Despite the record number of people signing up for automatic enrolment pension schemes, issues may emerge as employee contributions are set to rise over the next two years and the issue of pensions’ tax relief is discussed by the Government.
Both employers and employees should take heed of all important dates when minimum contributions are going up so they factor these rises into their budgets.
At present, employers contribute a minimum of 1% into their auto-enrolment pension scheme for their staff and will be expected to pay in at least 2% from April 2018 and 3% from April 2019.
Many employees who currently make a 1% contribution to their auto-enrolment pension scheme could see this rise to 3% in April 2018, and a further increase to 5% in April 2019.

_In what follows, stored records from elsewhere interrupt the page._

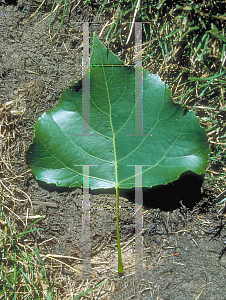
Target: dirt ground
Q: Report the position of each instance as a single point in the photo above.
(182, 251)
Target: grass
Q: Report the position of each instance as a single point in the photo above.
(185, 44)
(22, 268)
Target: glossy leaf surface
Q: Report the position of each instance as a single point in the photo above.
(172, 141)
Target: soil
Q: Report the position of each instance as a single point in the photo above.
(184, 241)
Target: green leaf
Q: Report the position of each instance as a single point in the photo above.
(172, 141)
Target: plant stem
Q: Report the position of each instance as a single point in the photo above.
(120, 265)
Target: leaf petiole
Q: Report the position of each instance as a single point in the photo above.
(120, 265)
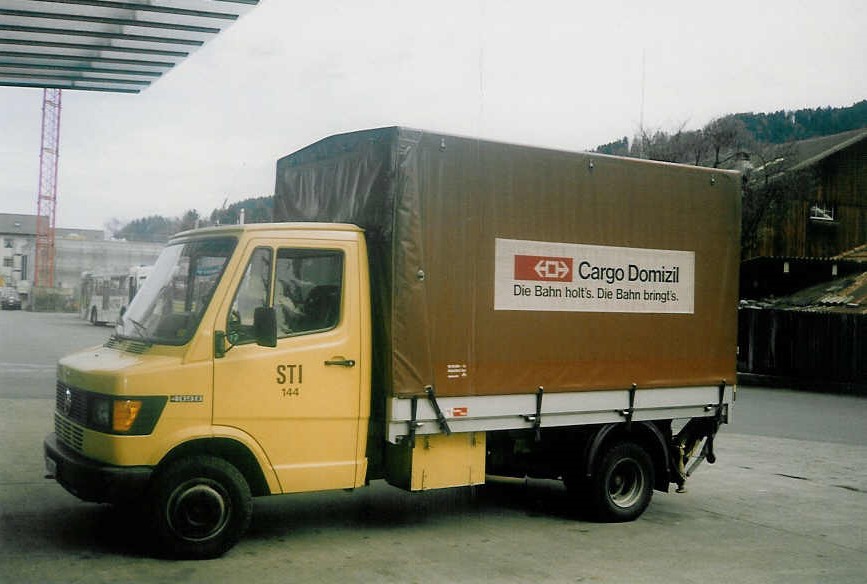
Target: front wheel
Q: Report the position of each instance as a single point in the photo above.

Lesley Titcomb, Head of the Pension Regulator has already voiced concerns that those who are “just about managing” may have to sacrifice pensions savings as the minimum level of contributions rises, even in cases where the employee is lucky enough to be in a ‘relief at source’ pension scheme, where all employees, regardless of whether they are taxpayers or not, get 20% tax relief.

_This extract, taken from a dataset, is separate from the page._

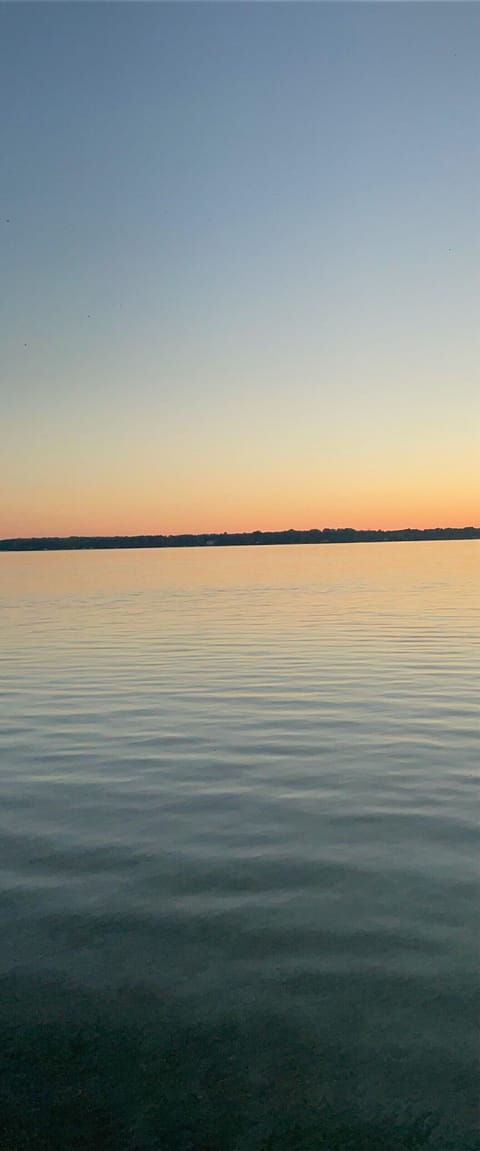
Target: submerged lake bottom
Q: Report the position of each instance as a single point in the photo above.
(238, 848)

In the April 2015 budget, the Chancellor announced that a total overhaul of pensions’ tax relief was due, as it was costing the Treasury around £35bn a year, 60% of which goes to just five million taxpayers.
There was no mention of pension tax relief in the 2015 Autumn Statement nor in the Budget for 2016. These two years of inactivity due to the political climate and a lack of addressing the issue of inequality of pensions’ tax relief means that from October 2017 onwards, problems could arise.